Ms. Russ advances three reasons why the ALJ's decision should be rejected. First, she contends that the ALJ did not attempt to obtain a functional assessment from one of Ms. Russ's treating doctors and thereby erred by failing to sufficiently develop the record. Second, she argues that the ALJ's RFC determination was not supported by substantial evidence. Third, she asserts that the ALJ's determination that she could perform light and sedentary work is not supported by substantial evidence and that the VE's testimony of what jobs could be performed by Ms. Russ was based on obsolete data. The Court agrees that the ALJ erred in failing to seek an opinion from one of Ms. Russ's treating doctors, particularly her pain management doctor from August 2018 to August 2019 – a time period for which no doctor offered any opinion. That error warrants remand. As consideration of a treating doctor's opinion on remand likely would affect the remaining inquiries, including determination of Ms. Russ's RFC, the Court does not reach those issues.

A. The ALJ Failed To Adequately Develop The Record

"Before determining whether the Commissioner's conclusions are supported by substantial evidence," a court "must first be satisfied that the claimant has had a full hearing under the ... regulations and in accordance with the beneficent purposes of the [Social Security] Act." Moran v. Astrue , 569 F.3d 108, 112 (2d Cir. 2009) (alterations in original) (quoting Cruz v. Sullivan , 912 F.2d 8, 11 (2d Cir. 1990) ). Whether an ALJ has satisfied his or her duty to develop the administrative record is a threshold question. See Campbell v. Commissioner of Social Security , No. 19-CV-4516, 2020 WL 4581776, at *14 (S.D.N.Y. Aug. 10, 2020) ("Before determining whether the Commissioner's final decision is supported by substantial evidence ... the court must first be satisfied that the ALJ ... completely developed the administrative record") (internal quotations marks omitted); Sanchez v. Saul , No. 18-CV-12102, 2020 WL 2951884, at *23 (S.D.N.Y. Jan. 13, 2020) ("As a threshold matter, ... this Court must independently consider the question of whether the ALJ failed to satisfy his duty to develop the Record."), R. & R. adopted , 2020 WL 1330215 (S.D.N.Y. March 23, 2020). Here, the ALJ failed to fulfill his obligation to sufficiently develop the record. Although the ALJ had the benefit of opinions from a consulting examining doctor and a non-examining consulting doctor, neither reviewed Ms. Russ's records for all of August 2018 to August 2019; nor did either of them examine her at any time during that period. The ALJ essentially brushed aside the records from that period and improperly substituted his opinion for that of a medical professional.

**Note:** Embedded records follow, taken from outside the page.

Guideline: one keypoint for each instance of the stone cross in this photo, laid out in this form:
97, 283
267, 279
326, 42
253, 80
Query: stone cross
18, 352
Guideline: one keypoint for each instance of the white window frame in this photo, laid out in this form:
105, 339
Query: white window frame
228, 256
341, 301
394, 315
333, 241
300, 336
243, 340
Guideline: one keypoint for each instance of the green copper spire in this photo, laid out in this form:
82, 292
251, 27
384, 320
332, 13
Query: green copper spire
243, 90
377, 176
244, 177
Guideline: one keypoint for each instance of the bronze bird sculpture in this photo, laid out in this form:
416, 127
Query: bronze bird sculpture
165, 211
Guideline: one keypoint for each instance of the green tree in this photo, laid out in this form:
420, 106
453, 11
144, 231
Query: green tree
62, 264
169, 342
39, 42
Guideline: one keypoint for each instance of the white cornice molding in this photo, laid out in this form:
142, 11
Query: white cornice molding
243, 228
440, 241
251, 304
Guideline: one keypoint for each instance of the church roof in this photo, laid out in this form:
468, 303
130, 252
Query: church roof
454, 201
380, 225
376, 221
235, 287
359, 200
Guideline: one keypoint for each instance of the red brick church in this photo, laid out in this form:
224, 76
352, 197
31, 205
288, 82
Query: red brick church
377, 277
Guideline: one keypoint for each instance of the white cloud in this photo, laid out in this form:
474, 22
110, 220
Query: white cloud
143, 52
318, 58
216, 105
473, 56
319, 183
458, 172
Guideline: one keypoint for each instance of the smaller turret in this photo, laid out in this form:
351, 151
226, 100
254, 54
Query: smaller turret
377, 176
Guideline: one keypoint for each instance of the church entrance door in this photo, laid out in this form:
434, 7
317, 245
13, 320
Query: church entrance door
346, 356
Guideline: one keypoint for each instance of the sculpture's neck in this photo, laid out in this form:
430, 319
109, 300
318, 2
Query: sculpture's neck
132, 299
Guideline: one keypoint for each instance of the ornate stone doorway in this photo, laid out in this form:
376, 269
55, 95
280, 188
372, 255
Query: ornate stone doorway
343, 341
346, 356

1. Duty To Develop The Record

"Social Security proceedings are inquisitorial rather than adversarial." Sims v. Apfel , 530 U.S. 103, 110-11, 120 S.Ct. 2080, 147 L.Ed.2d 80 (2000). An ALJ must therefore "investigate the facts and develop the arguments both for and against granting benefits," id. at 111, 120 S.Ct. 2080, and has "regulatory obligations to develop a complete medical record before making a disability determination." Pratts v. Chater , 94 F.3d 34, 37 (2d Cir. 1996) ; see 20 C.F.R. § 416.912(b)(1). That obligation results from the non-adversarial nature of the instant proceedings and exists "even when ... the claimant is represented by counsel." Pratts , 94 F.3d at 37 ; see also Perez v. Chater , 77 F.3d 41, 47 (2d Cir. 1996) ("Because a hearing on disability benefits is a non-adversarial proceeding, the ALJ generally has an affirmative obligation to develop the administrative record"). Prior to elimination of the treating physician rule, as part of their duty to develop the record, ALJs were required to obtain an opinion from the claimant's treating physician, and courts frequently remanded cases where ALJs failed to do so. See, e.g. , Hooper v. Colvin , 199 F. Supp.3d 796, 815 (S.D.N.Y. 2016) ("[R]ather than obtain a consultative examination or seek comprehensive medical opinions from the treating physicians, the ALJ made Hooper's disability determination based on a record devoid of any truly complete medical opinion. This constituted an error that requires remand."); Vera v. Barnhart , No, 04-CV-7764, 2007 WL 756577, at *10 (S.D.N.Y. March 13, 2007) (remanding because the "ALJ had a clear duty to seek an opinion from [claimant's treating physician] regarding the existence, the nature, and the severity of the plaintiff's claimed disability" but did not).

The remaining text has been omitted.